While Rosfeld was putting the driver into handcuffs, Antwon and another passenger in the car bolted, according to investigators..
Antwon was taken to nearby University of Pittsburgh Medical Center McKeesport, where he died.
Police said two guns were found inside the car, but Antwon was unarmed when he was shot. Police found a 9mm ammunition clip in his pocket, officials said.
Had it not been for a cell-phone video Shauny Mary, 23, took of the shooting, the story might have ended there.
Mary posted her video on social media, sparking angry protests in the streets of East Pittsburgh and elsewhere.
The video shows Antwon and another man running from the car. Antwon, dressed in a white T-shirt, got about 10 feet before three gunshots sounded and he fell to the ground.
"It was like he was taking target practice out on this young man's back," Mary told ABC News. "He didn't flinch, he didn't say stop running, he didn't say anything."

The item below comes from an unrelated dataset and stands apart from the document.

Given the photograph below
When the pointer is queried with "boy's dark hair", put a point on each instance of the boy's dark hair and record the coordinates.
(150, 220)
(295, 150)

"He murdered my son in cold blood," Kenney said. "If he has a son, I pray his heart never has to hurt the way mine does," Kenney said of the police officer. "But I think he should pay for taking my son's life. I really do."
As she spoke through jags of tears, Kenney clutched a Bible in her lap with the words "My son" written on a piece of paper and taped to the cover. On the front of her striped dress, she wore a purple ribbon, which she says was her son's favorite color.
She spoke of how her son -- whom she nicknamed "My Baby" -- had traveled around the world, taught himself to ski and play hockey. He had dreams, she said, of going to college and becoming a chemical engineer or a lawyer.
"I knew Antwon was destined for greatness. I told him that all the time," she said. "I figured he either was going to be an engineer who designed something that changed the world, or he was going to have a case that changed the world. I never knew that he would be the victim of a homicide and change the world. It's just unimaginable."
The teen's father said he saw Mary's video before it went viral -- and he initially didn't realize it was his son because people were saying the boy who was shot was 13-years-old.
"I never thought that was my son," he said.